The Sábato triangle (Triángulo de Sabato) is a model concerned with linkages between science, industry and government, which has informed discussions of science policy throughout Latin America. It was developed during the 1960s and 1970s by the Argentine physicist and metallurgist Jorge Alberto Sábato, of the National Atomic Energy Commission (CNEA, the Argentine government agency overseeing development of nuclear power in the country).

==Brief description==
The idea of the triangle was proposed by John Kenneth Galbraith and developed by Sábato as a model of policy-making in science and technology. The model is based on the concept that in order for a scientific-technological system to exist in practice it is necessary for three sectors to be strongly linked together over the long term: the State (which formulates and implements policy); the scientific and technological infrastructure (which provides technology); and the productive sector (which uses technology). These interrelationships are portrayed in the form of a triangle.

Further, each "vertex" needs to have strong internal relations, that is to say, relations between the different institutions contained within itself. For example, within the State there needs to be coherence between "implicit" policy and "explicit" policy, between different ministries and autonomous organizations, and so on. The other factor considered is the external relations between the "vertices" and outside entities.

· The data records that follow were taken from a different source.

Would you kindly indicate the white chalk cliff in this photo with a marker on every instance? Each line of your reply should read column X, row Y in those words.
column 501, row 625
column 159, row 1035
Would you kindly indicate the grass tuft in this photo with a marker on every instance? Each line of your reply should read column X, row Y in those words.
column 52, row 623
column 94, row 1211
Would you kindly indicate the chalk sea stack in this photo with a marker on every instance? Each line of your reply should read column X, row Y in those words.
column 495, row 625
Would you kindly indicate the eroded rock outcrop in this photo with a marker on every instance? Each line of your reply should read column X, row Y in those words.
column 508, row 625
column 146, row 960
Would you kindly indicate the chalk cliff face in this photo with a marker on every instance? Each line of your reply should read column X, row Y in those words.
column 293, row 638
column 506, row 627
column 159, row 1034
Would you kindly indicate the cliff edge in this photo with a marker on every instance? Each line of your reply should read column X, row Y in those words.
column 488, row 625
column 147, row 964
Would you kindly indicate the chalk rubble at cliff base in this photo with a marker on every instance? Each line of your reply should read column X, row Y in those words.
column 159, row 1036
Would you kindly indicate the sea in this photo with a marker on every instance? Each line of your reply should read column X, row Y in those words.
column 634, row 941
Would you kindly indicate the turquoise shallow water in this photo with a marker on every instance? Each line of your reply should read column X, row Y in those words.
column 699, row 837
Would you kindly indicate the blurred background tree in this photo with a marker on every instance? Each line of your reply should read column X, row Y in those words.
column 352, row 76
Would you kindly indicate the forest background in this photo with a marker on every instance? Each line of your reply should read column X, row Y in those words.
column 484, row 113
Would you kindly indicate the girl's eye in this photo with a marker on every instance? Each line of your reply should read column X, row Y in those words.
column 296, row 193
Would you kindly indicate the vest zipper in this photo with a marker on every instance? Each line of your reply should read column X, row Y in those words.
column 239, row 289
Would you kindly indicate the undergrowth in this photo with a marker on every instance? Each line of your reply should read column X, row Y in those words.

The triangle has been used to shed light on technological dependency. The model predicts that the stronger the external relations, the weaker or non-existent will be the interrelationships and the internal relations, and this will delay the country in reducing its dependency.

==Impact==
The Sábato Triangle won acceptance in several countries of Latin America, having an effect upon science and technology policy there and disseminating the belief that the State had an important role in promoting technology transfer. However, a separation of the three components of the "triangle" has still been observed in more recent times.